ALLOW_ALL causes that some fields are skipped

landauermax commented 3 years ago

I have the following sample json:

{
  "aa": "a1",
  "fields": {
    "bb": "b1",
    "cc": [
      "c1"
    ],
    "dd": "d1"
  }
}

And I use the following config:

LearnMode: True

LogResourceList:
  - "file:///home/ubuntu/sample.log"

Parser:

       - id: a
         type: VariableByteDataModelElement
         name: 'a'
         args: '.abcdefghijklmnopqrstuvwxyz1234567890ABCDEFGGHIJKLMNOPQRSTUVWXYZ'

       - id: b
         type: VariableByteDataModelElement
         name: 'b'
         args: '.abcdefghijklmnopqrstuvwxyz1234567890ABCDEFGGHIJKLMNOPQRSTUVWXYZ'

       - id: c
         type: VariableByteDataModelElement
         name: 'c'
         args: '.abcdefghijklmnopqrstuvwxyz1234567890ABCDEFGGHIJKLMNOPQRSTUVWXYZ'

       - id: d
         type: VariableByteDataModelElement
         name: 'd'
         args: '.abcdefghijklmnopqrstuvwxyz1234567890ABCDEFGGHIJKLMNOPQRSTUVWXYZ'

       - id: json
         start: True
         type: JsonModelElement
         name: 'model'
         key_parser_dict:
           "aa": a
           fields:
             "bb": b
             "cc":
              - c
             "dd": d

Input:
        timestamp_paths: None
        verbose: True
        json_format: True

EventHandlers:
        - id: stpe
          json: true
          type: StreamPrinterEventHandler

Note that each field is mapped with an element.

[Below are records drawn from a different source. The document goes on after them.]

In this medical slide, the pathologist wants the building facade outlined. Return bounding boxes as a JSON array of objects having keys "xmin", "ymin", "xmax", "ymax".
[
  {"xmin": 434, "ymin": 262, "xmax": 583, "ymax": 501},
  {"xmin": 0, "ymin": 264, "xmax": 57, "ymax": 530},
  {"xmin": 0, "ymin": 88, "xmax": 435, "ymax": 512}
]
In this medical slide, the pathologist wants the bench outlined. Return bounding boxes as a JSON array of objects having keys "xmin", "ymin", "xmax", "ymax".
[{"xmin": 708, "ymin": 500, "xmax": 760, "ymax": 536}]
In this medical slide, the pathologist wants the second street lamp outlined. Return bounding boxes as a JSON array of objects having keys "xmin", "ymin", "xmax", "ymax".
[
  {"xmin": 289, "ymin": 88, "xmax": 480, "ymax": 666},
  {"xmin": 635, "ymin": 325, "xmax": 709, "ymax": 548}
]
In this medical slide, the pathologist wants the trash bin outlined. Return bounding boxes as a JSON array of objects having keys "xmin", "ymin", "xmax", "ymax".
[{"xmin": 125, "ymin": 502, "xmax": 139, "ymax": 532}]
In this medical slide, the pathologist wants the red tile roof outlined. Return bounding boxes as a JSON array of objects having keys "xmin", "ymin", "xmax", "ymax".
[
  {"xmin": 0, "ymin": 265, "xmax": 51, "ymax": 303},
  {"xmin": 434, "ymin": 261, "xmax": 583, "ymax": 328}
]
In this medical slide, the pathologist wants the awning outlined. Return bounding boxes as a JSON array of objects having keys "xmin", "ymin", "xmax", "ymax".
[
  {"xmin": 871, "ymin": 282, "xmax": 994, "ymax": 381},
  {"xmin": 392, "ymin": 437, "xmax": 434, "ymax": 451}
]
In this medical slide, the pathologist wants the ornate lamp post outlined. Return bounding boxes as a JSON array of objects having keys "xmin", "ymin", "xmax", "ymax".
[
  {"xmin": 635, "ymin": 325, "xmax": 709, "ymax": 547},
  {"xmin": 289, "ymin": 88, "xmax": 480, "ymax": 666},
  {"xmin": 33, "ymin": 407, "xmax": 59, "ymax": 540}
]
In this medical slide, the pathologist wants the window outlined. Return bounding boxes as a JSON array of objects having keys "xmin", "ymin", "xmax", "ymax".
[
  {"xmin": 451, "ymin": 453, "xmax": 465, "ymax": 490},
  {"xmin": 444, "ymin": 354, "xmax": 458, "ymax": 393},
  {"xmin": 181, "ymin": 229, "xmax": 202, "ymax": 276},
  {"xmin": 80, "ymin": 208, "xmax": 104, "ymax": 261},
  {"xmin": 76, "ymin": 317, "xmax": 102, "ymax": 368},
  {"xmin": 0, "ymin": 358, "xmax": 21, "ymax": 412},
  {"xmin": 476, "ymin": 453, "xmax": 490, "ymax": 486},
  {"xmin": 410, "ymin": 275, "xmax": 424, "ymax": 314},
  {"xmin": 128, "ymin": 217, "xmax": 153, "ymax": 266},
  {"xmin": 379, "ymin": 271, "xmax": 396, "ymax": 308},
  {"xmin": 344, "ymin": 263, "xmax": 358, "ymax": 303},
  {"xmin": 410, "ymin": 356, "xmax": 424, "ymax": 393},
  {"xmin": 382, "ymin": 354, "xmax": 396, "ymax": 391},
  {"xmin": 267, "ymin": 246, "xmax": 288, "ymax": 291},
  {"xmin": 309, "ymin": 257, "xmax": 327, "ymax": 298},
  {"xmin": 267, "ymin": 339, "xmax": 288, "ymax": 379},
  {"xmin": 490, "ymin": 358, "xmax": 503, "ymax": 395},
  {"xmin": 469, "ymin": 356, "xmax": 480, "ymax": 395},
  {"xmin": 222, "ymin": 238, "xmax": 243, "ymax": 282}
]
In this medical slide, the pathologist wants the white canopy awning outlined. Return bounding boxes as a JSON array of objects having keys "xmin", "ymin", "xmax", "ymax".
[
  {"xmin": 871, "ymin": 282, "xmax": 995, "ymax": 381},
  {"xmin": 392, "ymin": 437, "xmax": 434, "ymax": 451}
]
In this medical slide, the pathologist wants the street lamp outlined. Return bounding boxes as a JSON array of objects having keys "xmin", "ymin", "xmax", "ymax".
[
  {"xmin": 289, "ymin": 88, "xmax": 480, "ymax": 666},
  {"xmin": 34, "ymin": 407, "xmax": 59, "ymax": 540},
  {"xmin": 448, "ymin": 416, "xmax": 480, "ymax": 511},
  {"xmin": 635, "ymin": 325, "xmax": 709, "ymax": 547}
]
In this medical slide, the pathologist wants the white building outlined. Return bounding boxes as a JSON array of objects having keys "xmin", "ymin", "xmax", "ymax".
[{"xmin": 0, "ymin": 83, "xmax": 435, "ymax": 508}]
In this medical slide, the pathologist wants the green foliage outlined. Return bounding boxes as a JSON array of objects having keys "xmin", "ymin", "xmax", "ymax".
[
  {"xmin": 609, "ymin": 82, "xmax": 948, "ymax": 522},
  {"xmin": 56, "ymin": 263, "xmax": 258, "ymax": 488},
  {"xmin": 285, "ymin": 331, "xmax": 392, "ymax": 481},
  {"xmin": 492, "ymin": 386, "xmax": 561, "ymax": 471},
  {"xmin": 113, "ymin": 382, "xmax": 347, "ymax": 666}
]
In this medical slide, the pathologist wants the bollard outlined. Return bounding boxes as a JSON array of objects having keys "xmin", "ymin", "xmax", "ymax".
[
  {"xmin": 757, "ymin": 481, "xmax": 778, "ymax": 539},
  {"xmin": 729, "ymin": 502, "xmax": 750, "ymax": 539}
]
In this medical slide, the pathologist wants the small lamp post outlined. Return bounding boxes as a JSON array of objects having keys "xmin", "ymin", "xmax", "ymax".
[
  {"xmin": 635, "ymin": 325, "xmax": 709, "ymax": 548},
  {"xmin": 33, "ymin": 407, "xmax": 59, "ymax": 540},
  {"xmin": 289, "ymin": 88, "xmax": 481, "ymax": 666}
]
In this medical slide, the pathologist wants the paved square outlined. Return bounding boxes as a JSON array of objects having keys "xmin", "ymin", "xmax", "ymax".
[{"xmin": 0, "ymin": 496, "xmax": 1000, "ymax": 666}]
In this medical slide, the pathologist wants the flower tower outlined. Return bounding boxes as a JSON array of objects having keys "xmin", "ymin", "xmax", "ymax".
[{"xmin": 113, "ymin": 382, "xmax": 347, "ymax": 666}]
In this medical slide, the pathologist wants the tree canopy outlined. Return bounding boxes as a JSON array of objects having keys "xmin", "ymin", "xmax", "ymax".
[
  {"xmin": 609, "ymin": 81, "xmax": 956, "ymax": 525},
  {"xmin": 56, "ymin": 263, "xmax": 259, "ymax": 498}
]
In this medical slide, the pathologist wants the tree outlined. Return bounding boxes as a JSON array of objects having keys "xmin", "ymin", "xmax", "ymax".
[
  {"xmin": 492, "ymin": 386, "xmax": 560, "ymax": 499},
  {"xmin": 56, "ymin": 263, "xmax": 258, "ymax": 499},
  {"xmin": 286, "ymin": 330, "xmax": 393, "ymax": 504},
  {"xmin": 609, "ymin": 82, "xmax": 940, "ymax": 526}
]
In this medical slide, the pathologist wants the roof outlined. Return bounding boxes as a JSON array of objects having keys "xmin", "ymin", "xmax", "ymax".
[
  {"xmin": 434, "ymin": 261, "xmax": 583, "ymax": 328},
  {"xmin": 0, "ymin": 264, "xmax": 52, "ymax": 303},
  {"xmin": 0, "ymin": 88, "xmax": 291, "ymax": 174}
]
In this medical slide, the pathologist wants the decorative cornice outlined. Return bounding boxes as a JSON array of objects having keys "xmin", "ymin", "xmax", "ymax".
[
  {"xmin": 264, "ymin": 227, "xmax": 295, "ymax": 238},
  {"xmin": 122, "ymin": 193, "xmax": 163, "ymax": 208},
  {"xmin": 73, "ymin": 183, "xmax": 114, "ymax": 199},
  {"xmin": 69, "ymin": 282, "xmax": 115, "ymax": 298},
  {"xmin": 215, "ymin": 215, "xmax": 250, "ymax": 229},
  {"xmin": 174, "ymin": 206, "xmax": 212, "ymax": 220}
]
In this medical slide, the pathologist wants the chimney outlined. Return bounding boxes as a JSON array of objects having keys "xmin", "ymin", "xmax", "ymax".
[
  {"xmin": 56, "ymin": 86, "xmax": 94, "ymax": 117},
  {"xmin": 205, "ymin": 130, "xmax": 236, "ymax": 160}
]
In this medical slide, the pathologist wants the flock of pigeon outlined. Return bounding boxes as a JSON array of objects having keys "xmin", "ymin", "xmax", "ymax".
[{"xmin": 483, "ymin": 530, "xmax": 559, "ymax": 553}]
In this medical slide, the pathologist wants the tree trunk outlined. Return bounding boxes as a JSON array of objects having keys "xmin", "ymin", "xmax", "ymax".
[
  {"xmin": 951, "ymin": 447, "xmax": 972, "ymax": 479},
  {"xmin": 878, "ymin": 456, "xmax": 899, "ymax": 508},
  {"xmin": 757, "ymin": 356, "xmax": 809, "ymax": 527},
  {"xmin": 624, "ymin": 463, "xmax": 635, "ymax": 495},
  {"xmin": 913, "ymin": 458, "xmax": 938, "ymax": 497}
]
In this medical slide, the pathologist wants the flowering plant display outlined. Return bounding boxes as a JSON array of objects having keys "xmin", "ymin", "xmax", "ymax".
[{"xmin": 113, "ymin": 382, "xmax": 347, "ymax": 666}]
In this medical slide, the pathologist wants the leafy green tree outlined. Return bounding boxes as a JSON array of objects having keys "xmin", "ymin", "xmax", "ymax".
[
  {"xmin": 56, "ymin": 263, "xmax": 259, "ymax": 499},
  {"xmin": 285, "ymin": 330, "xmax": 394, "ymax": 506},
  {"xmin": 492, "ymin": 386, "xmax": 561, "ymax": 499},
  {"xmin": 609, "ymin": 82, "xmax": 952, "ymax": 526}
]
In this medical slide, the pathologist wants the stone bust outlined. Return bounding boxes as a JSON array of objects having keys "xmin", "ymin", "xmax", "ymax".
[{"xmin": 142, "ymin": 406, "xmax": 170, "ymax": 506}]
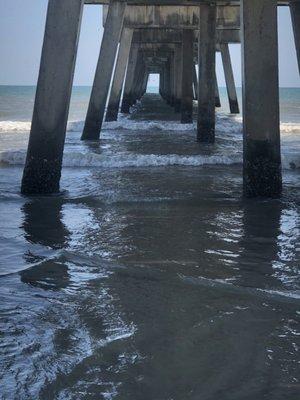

As expected, each field is correctly represented in the output:

2021-06-30 07:08:50 New path(es) detected
NewMatchPathDetector: "DefaultNewMatchPathDetector" (1 lines)
  {
  "AnalysisComponent": {
    "AnalysisComponentIdentifier": 1,
    "AnalysisComponentType": "NewMatchPathDetector",
    "AnalysisComponentName": "DefaultNewMatchPathDetector",
    "Message": "New path(es) detected",
    "PersistenceFileName": "Default",
    "AffectedLogAtomPaths": [
      "/model",
      "/model/a",
      "/model/fields/b",
      "/model/fields/c",
      "/model/fields/d"
    ],
    "ParsedLogAtom": {
      "/model": {
        "aa": "a1",
        "fields": {
          "bb": "b1",
          "cc": [
            "c1"
          ],
          "dd": "d1"
        }
      },
      "/model/a": "a1",
      "/model/fields/b": "b1",
      "/model/fields/c": "c1",
      "/model/fields/d": "d1"
    }
  },
  "LogData": {
    "RawLogData": [
      "{\n  \"aa\": \"a1\",\n  \"fields\": {\n    \"bb\": \"b1\",\n    \"cc\": [\n      \"c1\"\n    ],\n    \"dd\": \"d1\"\n  }\n}"
    ],
    "Timestamps": [
      1625036930.55
    ],
    "DetectionTimestamp": 1625036930.55,
    "LogLinesCount": 1,
    "AnnotatedMatchElement": "/model: {'aa': 'a1', 'fields': {'bb': 'b1', 'cc': ['c1'], 'dd': 'd1'}}\n  /model/a: a1\n  /model/fields/b: b1\n  /model/fields/c: c1\n  /model/fields/d: d1"
  }
}

However, if I change the element of field "bb" to ALLOW_ALL, i.e.,

       - id: json
         start: True
         type: JsonModelElement
         name: 'model'
         key_parser_dict:
           "aa": a
           fields:
             "bb": ALLOW_ALL
             "cc":
              - c
             "dd": d

then the ouput changes as follows:

2021-06-30 07:11:41 New path(es) detected
NewMatchPathDetector: "DefaultNewMatchPathDetector" (1 lines)
  {
  "AnalysisComponent": {
    "AnalysisComponentIdentifier": 1,
    "AnalysisComponentType": "NewMatchPathDetector",
    "AnalysisComponentName": "DefaultNewMatchPathDetector",
    "Message": "New path(es) detected",
    "PersistenceFileName": "Default",
    "AffectedLogAtomPaths": [
      "/model",
      "/model/a",
      "/model/fields",
      "/model/fields/c"
    ],
    "ParsedLogAtom": {
      "/model": {
        "aa": "a1",
        "fields": {
          "bb": "b1",
          "cc": [
            "c1"
          ],
          "dd": "d1"
        }
      },
      "/model/a": "a1",
      "/model/fields": "b1",
      "/model/fields/c": "c1"
    }
  },
  "LogData": {
    "RawLogData": [
      "{\n  \"aa\": \"a1\",\n  \"fields\": {\n    \"bb\": \"b1\",\n    \"cc\": [\n      \"c1\"\n    ],\n    \"dd\": \"d1\"\n  }\n}"
    ],
    "Timestamps": [
      1625037101.33
    ],
    "DetectionTimestamp": 1625037101.33,
    "LogLinesCount": 1,
    "AnnotatedMatchElement": "/model: {'aa': 'a1', 'fields': {'bb': 'b1', 'cc': ['c1'], 'dd': 'd1'}}\n  /model/a: a1\n  /model/fields: b1\n  /model/fields/c: c1"
  }
}

Now the value "b1" is stored in "/model/fields", which is not intuitive. Since there is no user-defined name for an element when using ALLOW_ALL, we could store these values in "/model/fields/allow_all", where is a counter, or maybe in "/model/fields/", e.g., "/model/fields/bb" in this case.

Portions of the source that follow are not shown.